Dadas las simpatías con que el homenageado (sic) cuenta en aquel pueblo, que bien pudiera considerarse suyo por haber pasado en él la mayor parte de su primera juventud y por haber nacido allí mismo la mayoría de sus familiares, el banquete hubiera podido llegar a ser un verdadero banquete monstruo. Sin embargo, premuras de tiempo obligó (sic, en lugar de «obligaron») a limitar el número de cubiertos, siendo no obstante, más de cien los comensales que asistieron a aquella fiesta íntima.

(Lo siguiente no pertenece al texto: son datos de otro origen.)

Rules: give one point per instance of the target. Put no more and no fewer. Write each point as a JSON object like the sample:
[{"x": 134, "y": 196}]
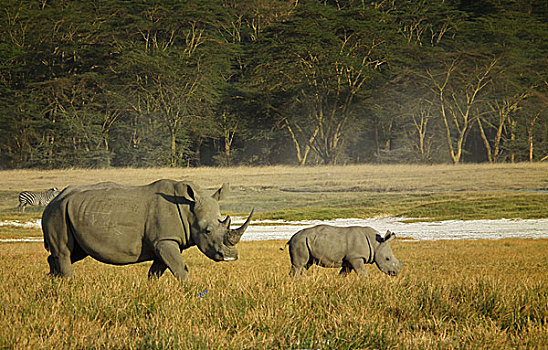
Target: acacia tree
[
  {"x": 457, "y": 94},
  {"x": 324, "y": 63},
  {"x": 174, "y": 71}
]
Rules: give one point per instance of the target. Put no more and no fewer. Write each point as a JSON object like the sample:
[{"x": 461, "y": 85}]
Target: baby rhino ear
[
  {"x": 221, "y": 192},
  {"x": 389, "y": 236}
]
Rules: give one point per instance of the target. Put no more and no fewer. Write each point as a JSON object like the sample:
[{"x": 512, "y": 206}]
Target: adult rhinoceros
[
  {"x": 349, "y": 248},
  {"x": 122, "y": 225}
]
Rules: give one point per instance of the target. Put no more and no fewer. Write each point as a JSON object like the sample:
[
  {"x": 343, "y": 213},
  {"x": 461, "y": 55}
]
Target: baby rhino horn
[{"x": 235, "y": 235}]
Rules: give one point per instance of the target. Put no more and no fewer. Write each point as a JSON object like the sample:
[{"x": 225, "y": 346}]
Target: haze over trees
[{"x": 179, "y": 83}]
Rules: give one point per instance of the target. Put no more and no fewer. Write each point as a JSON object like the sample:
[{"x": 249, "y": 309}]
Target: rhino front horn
[{"x": 235, "y": 235}]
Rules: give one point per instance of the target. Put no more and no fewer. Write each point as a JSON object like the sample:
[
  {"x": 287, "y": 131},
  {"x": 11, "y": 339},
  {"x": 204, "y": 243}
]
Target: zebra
[{"x": 36, "y": 198}]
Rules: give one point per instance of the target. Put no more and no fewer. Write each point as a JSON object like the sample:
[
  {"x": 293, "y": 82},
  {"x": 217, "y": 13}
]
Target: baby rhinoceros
[{"x": 349, "y": 248}]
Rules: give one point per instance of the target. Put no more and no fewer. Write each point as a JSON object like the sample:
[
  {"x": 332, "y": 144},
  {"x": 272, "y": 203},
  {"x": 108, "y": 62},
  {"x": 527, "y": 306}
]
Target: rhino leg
[
  {"x": 170, "y": 253},
  {"x": 346, "y": 269},
  {"x": 157, "y": 269},
  {"x": 60, "y": 265},
  {"x": 300, "y": 258},
  {"x": 358, "y": 265}
]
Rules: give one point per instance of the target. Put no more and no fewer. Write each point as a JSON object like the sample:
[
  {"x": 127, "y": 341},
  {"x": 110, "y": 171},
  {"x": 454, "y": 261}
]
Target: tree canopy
[{"x": 187, "y": 83}]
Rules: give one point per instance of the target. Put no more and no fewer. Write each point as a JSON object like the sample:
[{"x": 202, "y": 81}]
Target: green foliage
[{"x": 125, "y": 83}]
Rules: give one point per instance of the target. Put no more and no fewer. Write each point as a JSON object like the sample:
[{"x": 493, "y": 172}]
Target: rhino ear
[
  {"x": 185, "y": 190},
  {"x": 221, "y": 192},
  {"x": 389, "y": 236}
]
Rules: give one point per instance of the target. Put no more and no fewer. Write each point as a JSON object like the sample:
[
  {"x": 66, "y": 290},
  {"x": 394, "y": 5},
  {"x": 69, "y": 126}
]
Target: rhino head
[
  {"x": 384, "y": 257},
  {"x": 212, "y": 234}
]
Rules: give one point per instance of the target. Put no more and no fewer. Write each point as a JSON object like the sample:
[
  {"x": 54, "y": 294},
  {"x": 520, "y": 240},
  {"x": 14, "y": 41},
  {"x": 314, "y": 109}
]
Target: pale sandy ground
[{"x": 450, "y": 229}]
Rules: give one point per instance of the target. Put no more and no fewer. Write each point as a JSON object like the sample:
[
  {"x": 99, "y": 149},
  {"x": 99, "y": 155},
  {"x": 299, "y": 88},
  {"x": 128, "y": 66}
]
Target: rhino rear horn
[{"x": 235, "y": 234}]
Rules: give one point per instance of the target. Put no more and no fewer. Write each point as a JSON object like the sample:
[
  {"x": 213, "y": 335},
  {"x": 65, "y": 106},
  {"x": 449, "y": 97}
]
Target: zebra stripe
[{"x": 36, "y": 198}]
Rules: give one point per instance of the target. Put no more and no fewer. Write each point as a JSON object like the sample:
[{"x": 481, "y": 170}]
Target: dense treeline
[{"x": 156, "y": 83}]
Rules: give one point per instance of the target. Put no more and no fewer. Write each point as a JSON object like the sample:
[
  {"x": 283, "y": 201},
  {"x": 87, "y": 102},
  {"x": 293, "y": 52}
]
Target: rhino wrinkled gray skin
[
  {"x": 349, "y": 248},
  {"x": 122, "y": 225}
]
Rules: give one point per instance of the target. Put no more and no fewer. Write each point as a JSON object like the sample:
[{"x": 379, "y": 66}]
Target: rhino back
[
  {"x": 332, "y": 245},
  {"x": 120, "y": 224},
  {"x": 327, "y": 245}
]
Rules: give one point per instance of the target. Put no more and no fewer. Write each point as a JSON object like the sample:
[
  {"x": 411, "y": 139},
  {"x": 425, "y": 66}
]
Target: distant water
[{"x": 449, "y": 229}]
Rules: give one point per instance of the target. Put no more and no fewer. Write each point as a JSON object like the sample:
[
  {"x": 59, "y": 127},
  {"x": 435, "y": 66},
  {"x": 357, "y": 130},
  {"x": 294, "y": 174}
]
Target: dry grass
[
  {"x": 450, "y": 294},
  {"x": 437, "y": 192},
  {"x": 395, "y": 178}
]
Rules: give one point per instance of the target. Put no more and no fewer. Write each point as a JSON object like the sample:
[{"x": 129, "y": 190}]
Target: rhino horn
[
  {"x": 226, "y": 222},
  {"x": 235, "y": 234}
]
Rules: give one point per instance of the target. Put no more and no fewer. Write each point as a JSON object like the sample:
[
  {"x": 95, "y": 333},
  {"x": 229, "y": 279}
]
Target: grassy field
[
  {"x": 449, "y": 295},
  {"x": 431, "y": 192}
]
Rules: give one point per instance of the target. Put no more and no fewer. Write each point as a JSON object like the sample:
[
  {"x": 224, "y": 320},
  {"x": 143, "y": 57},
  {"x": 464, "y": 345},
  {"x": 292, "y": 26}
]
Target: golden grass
[
  {"x": 330, "y": 191},
  {"x": 450, "y": 294},
  {"x": 383, "y": 178}
]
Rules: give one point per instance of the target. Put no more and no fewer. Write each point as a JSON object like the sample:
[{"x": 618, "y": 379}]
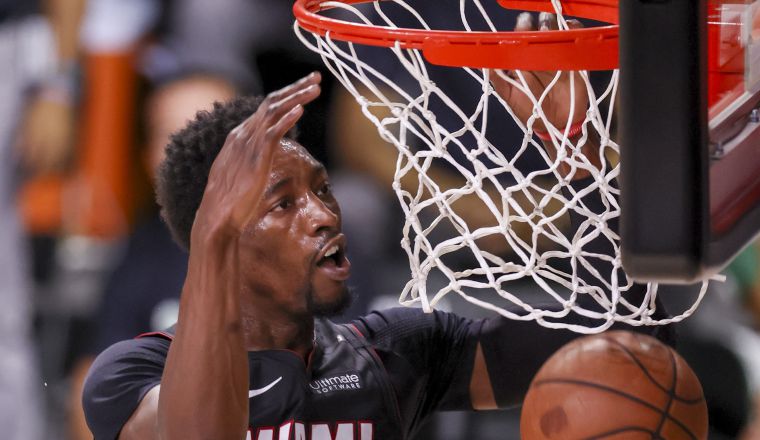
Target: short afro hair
[{"x": 191, "y": 151}]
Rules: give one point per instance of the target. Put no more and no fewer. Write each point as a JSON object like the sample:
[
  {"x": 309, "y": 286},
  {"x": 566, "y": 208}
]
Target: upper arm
[
  {"x": 122, "y": 387},
  {"x": 143, "y": 424}
]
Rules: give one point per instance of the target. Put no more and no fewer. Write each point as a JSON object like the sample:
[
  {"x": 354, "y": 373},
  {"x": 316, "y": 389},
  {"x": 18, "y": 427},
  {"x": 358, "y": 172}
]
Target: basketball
[{"x": 619, "y": 385}]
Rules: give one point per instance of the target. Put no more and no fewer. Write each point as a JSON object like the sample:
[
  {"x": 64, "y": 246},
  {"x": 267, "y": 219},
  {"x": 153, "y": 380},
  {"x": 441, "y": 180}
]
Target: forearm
[
  {"x": 65, "y": 17},
  {"x": 204, "y": 385}
]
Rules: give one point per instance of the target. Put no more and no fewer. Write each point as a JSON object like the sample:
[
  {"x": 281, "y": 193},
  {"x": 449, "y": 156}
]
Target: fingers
[
  {"x": 547, "y": 22},
  {"x": 296, "y": 97},
  {"x": 285, "y": 123},
  {"x": 525, "y": 22},
  {"x": 304, "y": 83}
]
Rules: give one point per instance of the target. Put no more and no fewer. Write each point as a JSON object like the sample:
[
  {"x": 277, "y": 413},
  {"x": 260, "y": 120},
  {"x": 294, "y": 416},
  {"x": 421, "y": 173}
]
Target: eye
[
  {"x": 283, "y": 204},
  {"x": 325, "y": 189}
]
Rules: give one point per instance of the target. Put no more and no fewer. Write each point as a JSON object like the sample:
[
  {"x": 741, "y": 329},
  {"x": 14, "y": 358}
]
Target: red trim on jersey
[{"x": 164, "y": 335}]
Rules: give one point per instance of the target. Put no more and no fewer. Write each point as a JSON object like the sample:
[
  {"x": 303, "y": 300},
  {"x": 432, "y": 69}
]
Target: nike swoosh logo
[{"x": 258, "y": 391}]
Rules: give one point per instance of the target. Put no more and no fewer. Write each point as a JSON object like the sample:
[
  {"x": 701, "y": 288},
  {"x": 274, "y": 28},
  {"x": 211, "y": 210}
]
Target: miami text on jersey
[{"x": 313, "y": 431}]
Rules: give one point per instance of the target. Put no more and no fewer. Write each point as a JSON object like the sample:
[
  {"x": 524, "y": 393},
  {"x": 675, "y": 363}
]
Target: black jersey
[{"x": 378, "y": 377}]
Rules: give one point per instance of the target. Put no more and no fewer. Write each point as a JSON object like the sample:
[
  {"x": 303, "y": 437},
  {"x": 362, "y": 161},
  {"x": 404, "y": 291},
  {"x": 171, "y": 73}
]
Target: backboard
[{"x": 689, "y": 135}]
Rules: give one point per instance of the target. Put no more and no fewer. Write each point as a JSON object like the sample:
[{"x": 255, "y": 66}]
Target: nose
[{"x": 319, "y": 215}]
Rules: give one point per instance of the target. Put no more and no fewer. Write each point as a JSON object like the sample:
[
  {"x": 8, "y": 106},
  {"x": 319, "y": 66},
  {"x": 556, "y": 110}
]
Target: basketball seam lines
[
  {"x": 649, "y": 375},
  {"x": 622, "y": 430},
  {"x": 619, "y": 393}
]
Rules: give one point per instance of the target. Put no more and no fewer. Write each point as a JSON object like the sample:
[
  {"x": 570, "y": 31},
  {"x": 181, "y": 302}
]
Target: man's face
[{"x": 294, "y": 254}]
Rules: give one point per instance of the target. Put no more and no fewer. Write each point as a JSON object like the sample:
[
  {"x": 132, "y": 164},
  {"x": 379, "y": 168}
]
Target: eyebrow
[
  {"x": 276, "y": 186},
  {"x": 317, "y": 168}
]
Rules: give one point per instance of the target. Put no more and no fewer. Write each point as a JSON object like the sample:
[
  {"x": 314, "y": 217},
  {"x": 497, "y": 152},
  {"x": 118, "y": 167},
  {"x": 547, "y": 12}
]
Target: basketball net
[{"x": 527, "y": 208}]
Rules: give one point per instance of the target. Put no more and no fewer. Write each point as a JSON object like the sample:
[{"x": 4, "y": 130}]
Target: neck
[{"x": 268, "y": 330}]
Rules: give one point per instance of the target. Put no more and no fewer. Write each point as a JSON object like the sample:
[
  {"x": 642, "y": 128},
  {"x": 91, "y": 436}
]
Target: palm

Y a continuación se dan los nombres de algunos de los asistentes:

Entre las personas que allí vimos estaban don Delfín Díaz Hellín; don José Enríquez de Luna; don Eduardo Cueto, presidente del casino «La Concordia», en cuyo nuevo edificio, ya próximo a terminarse, se celebró la fiesta; toda la Junta Directiva de dicho Casino; el presbítero don Julián Carrasco; los abogados don José Vicente Ortiz, don Antonio Ocaña y don José Vicente Moreno; el Juez de Socuéllamos don Carlos Jurado; los ex-alcaldes de Criptana, don Marcelino Moreno y don Justo Alonso; don Miguel Quirós, de gran representación popular; representaciones del Ayuntamiento de Criptana, y muchos obreros, que daban a aquella fiesta, ya simpática de suyo, una nota agradabilísima de confraternidad y democracia.

Estuvieron, pues, en aquel acto las personas más influyentes de aquel tiempo en Campo de Criptana. En efecto, tal y como se dice, el nuevo Casino de la Concordia estaba entonces en construcción, aunque, debía de estar casi concluido para permitir la celebración de un banquete.

El proyecto del nuevo casino ya estaba en marcha en 1919, tal y como nos cuenta el periódico La España Industrial, del 30 de diciembre de ese año (véase: El nuevo Casino de la Concordia, Campo de Criptana 1919). Se decía en esa publicación que el casino sería el mejor de la provincia. Dispondría de un teatro con capacidad para 2.000 espectadores y de un hotel de viajeros. Tendría también una terraza de verano, y se especifica que habría «cuartos de baño», además de biblioteca y «cuantas comodidades puedan hallarse en los mejores centros sociales de las grandes urbes». Ocuparía una superficie de 2.000 metros cuadrados.

Donde estuvo el Casino de la Concordia: Foto de José Manuel Cañas Reíllo (2010)

Donde estuvo el Casino de la Concordia: Foto de José Manuel Cañas Reíllo (2010)

Entre los asistentes al banquete en honor a Ramón Baíllo se dice que estuvo la Junta directiva del casino en pleno, que a finales de 1919 (según La España Industrial) eran: Eduardo Cueto (presidente), Crescenciano Angulo (vicepresidente), Felipe Muñoz (tesorero), David Villajos (secretario), José Vicente R[Ilegible] (bibliotecario), y Francisco Bustamante y Manuel Herencia (vocales).

El proyecto del nuevo casino parece que fue demasiado ambicioso y económicamente insostenible. En 1926 una buena parte de los bienes del casino fueron embargados por el juzgado para hacer frente a deudas (véase: El embargo al Casino de la Concordia: La subasta del cinematógrafo Pathé y más cosas, Campo de Criptana 1926).